When evaluating V3 for a connected sensor technology, the product should have documentation for each of the three stages. The documentation should align with the intended patient population and context of use. Measures that have been clinically validated in one group of patients cannot be assumed to be valid in another group in which patient or environment characteristics may affect measure performance (e.g., gait in Parkinson’s population may be evaluated differently than in a population with Multiple Sclerosis). As a desired threshold, the measure should be evaluated and published in multiple populations and data sets. Regulatory decisions (e.g., from FDA or EMA) can be distracting or misleading when evaluating a product. For instance, a connected sensor technology’s 510(k) FDA clearance as a device for clinical practice has no impact on whether it would be a suitable product for a drug clinical trial. All the decision indicates is that an external body has reviewed the manufacturer’s marketing claims.

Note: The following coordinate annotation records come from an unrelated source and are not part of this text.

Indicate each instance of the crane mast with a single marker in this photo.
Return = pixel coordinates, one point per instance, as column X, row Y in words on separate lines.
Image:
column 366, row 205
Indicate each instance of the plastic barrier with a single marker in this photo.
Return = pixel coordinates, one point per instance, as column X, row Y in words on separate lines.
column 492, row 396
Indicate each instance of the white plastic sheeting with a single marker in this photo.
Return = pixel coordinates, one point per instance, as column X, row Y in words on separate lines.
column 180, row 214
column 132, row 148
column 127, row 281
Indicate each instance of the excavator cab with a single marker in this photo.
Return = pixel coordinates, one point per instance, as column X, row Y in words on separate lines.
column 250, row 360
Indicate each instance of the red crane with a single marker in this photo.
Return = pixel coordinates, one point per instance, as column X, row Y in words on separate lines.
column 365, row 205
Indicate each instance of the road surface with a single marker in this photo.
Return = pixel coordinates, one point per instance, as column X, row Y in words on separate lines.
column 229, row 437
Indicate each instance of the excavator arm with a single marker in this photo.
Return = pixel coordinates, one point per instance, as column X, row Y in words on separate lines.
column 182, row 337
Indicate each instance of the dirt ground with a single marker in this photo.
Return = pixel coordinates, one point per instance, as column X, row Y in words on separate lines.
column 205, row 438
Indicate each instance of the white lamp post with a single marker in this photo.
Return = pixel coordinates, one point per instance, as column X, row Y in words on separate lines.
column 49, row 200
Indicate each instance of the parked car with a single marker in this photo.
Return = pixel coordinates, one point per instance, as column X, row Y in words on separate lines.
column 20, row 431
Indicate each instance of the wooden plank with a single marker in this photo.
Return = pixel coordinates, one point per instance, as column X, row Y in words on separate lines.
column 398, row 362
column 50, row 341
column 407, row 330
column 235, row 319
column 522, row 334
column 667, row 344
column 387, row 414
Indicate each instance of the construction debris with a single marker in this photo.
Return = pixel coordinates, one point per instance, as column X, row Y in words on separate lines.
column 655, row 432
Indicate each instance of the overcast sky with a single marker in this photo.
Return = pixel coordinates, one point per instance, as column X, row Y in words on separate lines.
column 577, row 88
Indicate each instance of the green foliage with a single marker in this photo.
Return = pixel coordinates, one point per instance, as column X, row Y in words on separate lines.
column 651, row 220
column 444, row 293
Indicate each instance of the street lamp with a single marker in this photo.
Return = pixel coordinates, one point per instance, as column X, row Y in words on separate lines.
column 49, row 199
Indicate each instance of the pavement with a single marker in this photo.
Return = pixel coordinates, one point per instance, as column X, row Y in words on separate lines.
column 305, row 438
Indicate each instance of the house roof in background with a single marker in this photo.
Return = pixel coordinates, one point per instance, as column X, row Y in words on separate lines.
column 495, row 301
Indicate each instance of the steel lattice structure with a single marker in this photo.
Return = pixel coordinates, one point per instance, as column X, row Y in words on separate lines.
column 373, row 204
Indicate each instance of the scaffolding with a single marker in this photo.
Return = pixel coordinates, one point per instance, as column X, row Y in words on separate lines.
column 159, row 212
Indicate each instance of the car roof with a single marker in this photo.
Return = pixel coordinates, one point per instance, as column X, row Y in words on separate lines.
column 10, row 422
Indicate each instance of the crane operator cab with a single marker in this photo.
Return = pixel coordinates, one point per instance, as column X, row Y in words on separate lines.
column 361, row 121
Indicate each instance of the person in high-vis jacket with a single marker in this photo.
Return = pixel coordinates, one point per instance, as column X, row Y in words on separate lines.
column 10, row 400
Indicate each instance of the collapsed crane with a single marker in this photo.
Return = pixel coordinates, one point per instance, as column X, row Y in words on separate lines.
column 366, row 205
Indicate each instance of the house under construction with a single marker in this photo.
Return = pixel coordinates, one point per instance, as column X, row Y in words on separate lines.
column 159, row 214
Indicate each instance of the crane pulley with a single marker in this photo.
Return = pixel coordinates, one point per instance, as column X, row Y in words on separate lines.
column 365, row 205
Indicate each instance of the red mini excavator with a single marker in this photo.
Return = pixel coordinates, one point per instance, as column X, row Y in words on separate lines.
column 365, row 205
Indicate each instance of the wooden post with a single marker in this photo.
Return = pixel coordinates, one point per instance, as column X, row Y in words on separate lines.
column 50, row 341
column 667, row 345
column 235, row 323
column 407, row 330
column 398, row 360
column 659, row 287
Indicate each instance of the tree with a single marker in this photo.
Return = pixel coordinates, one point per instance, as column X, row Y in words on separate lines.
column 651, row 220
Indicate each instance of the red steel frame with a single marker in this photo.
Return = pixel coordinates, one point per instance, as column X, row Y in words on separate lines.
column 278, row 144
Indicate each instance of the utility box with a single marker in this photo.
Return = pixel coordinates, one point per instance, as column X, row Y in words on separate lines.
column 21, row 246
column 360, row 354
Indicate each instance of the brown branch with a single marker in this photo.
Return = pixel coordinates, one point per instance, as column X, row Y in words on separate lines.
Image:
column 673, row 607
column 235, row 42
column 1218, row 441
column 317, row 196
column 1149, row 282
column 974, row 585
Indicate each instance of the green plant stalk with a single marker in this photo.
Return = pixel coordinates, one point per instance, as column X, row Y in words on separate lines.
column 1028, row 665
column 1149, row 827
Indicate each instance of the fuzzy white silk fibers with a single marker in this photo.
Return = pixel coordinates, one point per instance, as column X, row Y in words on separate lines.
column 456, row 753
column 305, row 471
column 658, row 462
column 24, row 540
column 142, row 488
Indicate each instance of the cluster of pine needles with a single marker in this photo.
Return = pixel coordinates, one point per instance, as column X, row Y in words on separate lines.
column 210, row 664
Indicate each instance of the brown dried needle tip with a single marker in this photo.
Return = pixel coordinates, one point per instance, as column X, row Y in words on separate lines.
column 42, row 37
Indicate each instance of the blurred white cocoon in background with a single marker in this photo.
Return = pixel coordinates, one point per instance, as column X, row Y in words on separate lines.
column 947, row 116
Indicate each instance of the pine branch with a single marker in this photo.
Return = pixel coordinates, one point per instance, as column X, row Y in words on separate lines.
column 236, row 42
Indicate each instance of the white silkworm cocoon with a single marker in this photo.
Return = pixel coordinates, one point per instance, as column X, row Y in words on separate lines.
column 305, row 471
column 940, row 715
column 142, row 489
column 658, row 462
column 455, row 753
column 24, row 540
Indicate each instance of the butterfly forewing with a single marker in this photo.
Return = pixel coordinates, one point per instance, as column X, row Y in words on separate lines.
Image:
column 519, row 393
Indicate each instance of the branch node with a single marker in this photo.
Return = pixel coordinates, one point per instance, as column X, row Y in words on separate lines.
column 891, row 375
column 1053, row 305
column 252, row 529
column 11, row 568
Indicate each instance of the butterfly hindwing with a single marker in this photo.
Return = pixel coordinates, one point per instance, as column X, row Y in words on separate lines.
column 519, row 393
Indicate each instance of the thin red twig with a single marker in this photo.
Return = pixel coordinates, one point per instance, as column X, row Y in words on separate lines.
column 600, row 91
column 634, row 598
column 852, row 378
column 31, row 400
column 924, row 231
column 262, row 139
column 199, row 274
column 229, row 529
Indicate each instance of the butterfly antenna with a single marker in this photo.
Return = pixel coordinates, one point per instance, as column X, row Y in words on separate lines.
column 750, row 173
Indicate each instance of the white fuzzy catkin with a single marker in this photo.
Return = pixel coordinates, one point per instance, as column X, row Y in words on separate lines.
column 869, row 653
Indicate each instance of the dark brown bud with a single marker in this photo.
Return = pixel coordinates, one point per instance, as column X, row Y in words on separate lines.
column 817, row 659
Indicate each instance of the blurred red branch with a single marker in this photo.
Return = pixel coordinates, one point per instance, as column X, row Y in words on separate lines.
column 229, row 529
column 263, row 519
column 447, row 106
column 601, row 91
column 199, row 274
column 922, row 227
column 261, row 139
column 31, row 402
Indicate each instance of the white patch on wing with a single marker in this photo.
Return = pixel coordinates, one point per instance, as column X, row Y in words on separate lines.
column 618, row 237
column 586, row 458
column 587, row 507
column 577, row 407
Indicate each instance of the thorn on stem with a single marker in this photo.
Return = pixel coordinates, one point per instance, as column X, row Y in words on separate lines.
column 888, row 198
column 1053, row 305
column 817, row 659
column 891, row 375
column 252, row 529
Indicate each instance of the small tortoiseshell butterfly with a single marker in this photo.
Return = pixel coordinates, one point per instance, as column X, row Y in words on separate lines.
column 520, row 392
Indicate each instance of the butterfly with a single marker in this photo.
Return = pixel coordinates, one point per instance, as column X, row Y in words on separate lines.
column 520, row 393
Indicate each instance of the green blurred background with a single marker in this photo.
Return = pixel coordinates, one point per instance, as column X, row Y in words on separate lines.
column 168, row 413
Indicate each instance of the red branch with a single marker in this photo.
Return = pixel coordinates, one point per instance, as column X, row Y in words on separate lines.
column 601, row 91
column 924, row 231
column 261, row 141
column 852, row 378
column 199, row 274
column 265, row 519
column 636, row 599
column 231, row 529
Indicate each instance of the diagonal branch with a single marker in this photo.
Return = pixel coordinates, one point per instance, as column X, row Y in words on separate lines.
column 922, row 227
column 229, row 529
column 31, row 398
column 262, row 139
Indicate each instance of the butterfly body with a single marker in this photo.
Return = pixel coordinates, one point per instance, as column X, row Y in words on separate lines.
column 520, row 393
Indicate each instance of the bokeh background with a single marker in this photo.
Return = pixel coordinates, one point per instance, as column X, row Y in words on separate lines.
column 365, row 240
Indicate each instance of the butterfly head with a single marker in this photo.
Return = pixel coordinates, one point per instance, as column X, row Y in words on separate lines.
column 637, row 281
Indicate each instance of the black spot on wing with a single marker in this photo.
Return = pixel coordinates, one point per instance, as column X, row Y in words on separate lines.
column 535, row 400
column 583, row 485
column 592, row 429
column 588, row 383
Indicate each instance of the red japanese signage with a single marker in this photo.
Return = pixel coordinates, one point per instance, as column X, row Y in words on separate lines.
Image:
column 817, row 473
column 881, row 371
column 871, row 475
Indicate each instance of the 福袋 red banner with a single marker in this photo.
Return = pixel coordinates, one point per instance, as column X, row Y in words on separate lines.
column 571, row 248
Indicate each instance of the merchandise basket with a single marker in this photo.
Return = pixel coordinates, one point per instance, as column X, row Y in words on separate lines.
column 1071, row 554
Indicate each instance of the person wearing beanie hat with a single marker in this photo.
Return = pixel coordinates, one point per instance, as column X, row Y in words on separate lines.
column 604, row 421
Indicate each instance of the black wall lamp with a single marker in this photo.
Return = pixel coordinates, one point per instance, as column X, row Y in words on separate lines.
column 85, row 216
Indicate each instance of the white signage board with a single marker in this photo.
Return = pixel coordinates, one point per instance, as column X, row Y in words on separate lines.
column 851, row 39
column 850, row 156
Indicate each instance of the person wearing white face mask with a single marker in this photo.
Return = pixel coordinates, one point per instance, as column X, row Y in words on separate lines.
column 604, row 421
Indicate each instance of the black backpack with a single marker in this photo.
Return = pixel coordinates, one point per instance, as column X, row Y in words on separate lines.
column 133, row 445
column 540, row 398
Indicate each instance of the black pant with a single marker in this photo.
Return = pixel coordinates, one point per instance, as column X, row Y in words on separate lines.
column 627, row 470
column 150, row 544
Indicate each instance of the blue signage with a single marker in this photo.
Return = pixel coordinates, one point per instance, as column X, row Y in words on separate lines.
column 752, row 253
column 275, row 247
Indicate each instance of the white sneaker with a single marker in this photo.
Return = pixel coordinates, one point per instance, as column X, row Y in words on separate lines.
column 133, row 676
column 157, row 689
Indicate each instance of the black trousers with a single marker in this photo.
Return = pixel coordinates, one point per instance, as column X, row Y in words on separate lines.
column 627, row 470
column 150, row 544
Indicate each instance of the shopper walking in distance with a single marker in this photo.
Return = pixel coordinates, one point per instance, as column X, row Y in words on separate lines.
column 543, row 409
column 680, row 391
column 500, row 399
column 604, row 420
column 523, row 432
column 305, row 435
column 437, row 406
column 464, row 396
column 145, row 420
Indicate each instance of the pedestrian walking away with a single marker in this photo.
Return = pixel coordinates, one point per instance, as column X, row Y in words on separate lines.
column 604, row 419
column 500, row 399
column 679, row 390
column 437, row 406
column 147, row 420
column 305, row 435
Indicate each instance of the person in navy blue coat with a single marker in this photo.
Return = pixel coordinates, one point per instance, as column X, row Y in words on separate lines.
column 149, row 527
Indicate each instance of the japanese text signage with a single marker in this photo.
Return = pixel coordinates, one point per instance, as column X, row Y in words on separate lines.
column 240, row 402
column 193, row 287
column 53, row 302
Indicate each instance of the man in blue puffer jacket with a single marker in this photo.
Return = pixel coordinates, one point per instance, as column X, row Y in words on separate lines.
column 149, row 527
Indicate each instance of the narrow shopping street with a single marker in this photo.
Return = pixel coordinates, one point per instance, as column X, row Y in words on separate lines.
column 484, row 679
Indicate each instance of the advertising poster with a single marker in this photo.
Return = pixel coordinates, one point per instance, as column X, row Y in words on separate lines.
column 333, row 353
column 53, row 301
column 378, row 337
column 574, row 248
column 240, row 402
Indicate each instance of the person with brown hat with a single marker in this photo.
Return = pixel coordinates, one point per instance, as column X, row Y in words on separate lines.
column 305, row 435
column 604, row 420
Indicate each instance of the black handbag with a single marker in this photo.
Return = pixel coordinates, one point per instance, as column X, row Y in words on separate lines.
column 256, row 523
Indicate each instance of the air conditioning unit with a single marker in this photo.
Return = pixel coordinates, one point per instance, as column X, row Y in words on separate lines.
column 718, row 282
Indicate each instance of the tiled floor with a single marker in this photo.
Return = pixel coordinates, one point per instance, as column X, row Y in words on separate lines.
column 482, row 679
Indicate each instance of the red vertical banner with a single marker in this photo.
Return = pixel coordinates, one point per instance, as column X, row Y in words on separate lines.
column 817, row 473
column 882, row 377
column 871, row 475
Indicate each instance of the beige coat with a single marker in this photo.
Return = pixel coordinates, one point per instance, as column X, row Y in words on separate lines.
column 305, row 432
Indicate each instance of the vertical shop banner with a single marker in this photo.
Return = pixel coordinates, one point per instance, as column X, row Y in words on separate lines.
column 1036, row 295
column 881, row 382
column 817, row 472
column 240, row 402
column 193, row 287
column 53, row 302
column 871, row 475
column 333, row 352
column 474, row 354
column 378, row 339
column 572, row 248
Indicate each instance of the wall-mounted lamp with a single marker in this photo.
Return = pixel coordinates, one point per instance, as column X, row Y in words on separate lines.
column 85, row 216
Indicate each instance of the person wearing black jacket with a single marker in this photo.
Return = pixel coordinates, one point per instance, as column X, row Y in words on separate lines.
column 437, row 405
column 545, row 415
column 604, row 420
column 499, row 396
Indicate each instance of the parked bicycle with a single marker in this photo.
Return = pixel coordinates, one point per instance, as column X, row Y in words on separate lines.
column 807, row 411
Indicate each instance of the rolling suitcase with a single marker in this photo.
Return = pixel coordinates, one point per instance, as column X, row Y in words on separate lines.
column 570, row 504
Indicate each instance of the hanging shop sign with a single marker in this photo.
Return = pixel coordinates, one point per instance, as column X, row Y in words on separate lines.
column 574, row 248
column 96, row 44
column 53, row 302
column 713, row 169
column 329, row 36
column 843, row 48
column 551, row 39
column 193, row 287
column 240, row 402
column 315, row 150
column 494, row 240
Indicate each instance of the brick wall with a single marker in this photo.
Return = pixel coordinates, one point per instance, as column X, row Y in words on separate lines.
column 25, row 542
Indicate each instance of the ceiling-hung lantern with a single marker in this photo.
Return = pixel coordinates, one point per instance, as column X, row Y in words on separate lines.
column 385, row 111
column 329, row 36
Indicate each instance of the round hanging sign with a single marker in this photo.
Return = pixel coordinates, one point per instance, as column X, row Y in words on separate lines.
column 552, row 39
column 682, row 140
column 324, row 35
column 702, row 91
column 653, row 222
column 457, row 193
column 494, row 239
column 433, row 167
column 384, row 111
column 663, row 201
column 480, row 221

We recognize that many connected sensor technologies may not meet the minimum threshold for verification and validation. For such technologies, we recommend identifying where along the data supply chain the product is missing documentation, and then conducting and/or soliciting research to complete the V3 process.

Sample threshold criteria for the V3 process

Minimum threshold or pass/fail: a proposal or initial white paper for how the product plans to run its V3 process (e.g., what’s been completed and where are the gaps).
Desired threshold: white paper or equivalent data describing elements of the V3 process; depending on the intended use (unless an analytical or clinical validation study is planned), published V3 data within the context of use.
High quality: well-documented V3 specifications; analytic and clinical validation data published in multiple populations and data sets.